The Buffalo Bills scare me as much as any team on Miami’s schedule. They matchup extremely well with the Dolphins, and have given us fits for years. Now, Joe Philbin will face the team that has given him the most trouble in a game which could make a world of the difference for the entire team.
This game also marks the homecoming for two ex-Dolphins: Richie Incognito and Charles Clay. Clay shouldn’t have a bone to pick with the Dolphins, as their split was amiable and came down to money. The Incognito homecoming won’t be as friendly. He has said on several occasions that he doesn’t blame the Dolphins organization for their decision, but it doesn’t mean he isn’t going to want to beat the pants off of the guy lined up across from him in aqua and white.

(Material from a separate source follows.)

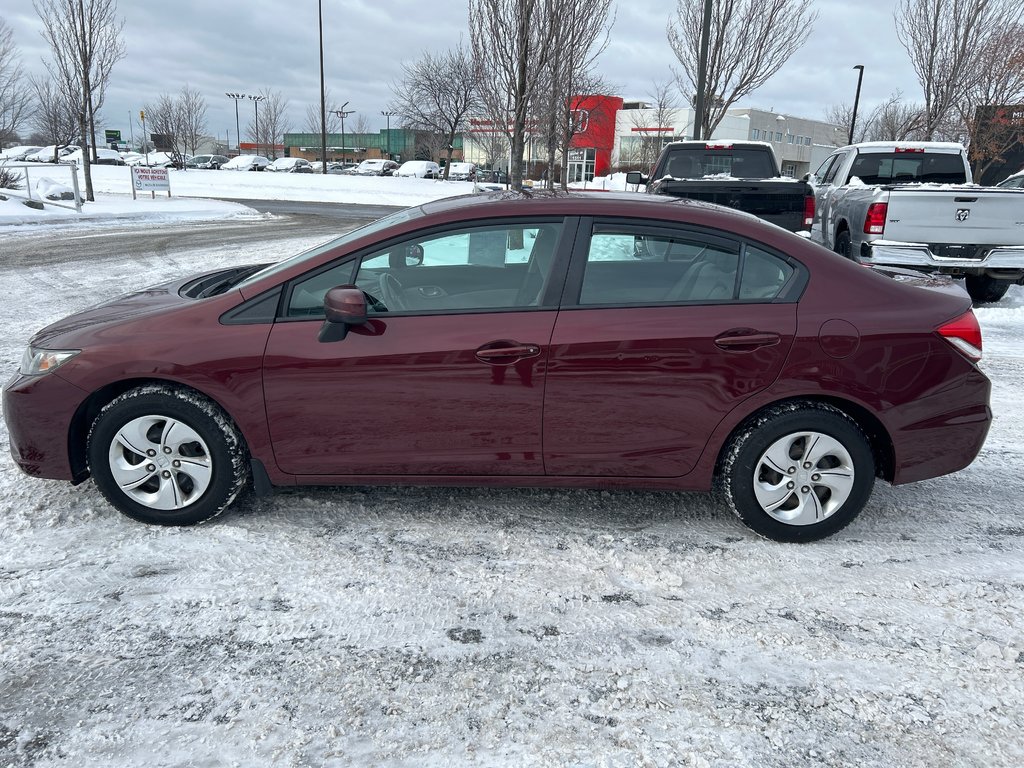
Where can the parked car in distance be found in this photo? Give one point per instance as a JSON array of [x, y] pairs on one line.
[[17, 153], [46, 154], [347, 169], [738, 174], [420, 169], [911, 205], [1015, 181], [103, 157], [376, 168], [290, 165], [698, 347], [246, 163], [461, 172], [208, 162]]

It felt like a new era heading into this year, and so far it has hardly lived up to the loft expectations. Heading into the first game at Sun Life Stadium 2.0, could Miami christen the new renovations with a win? It seems tough against a team that is equipped to handle us as well as the Bills are. This is a very difficult game to predict, and really should come down to the wire. The Dolphins could cleanse their pallet of the inefficiency and sloppy play with a win against Buffalo. This team will need to bring their A-game to compete with Rex Ryan’s group, as he will give Miami headaches via the Bills’ pass-rush and persistent running attack. Now, it’s time for me to start my personal game prep.
Prediction: 24-21 Bills*
The outcome of this game could be swayed by a light breeze. This is one of the hardest games I can remember having to predict, and I genuinely hope that those numbers are reversed come Sunday evening.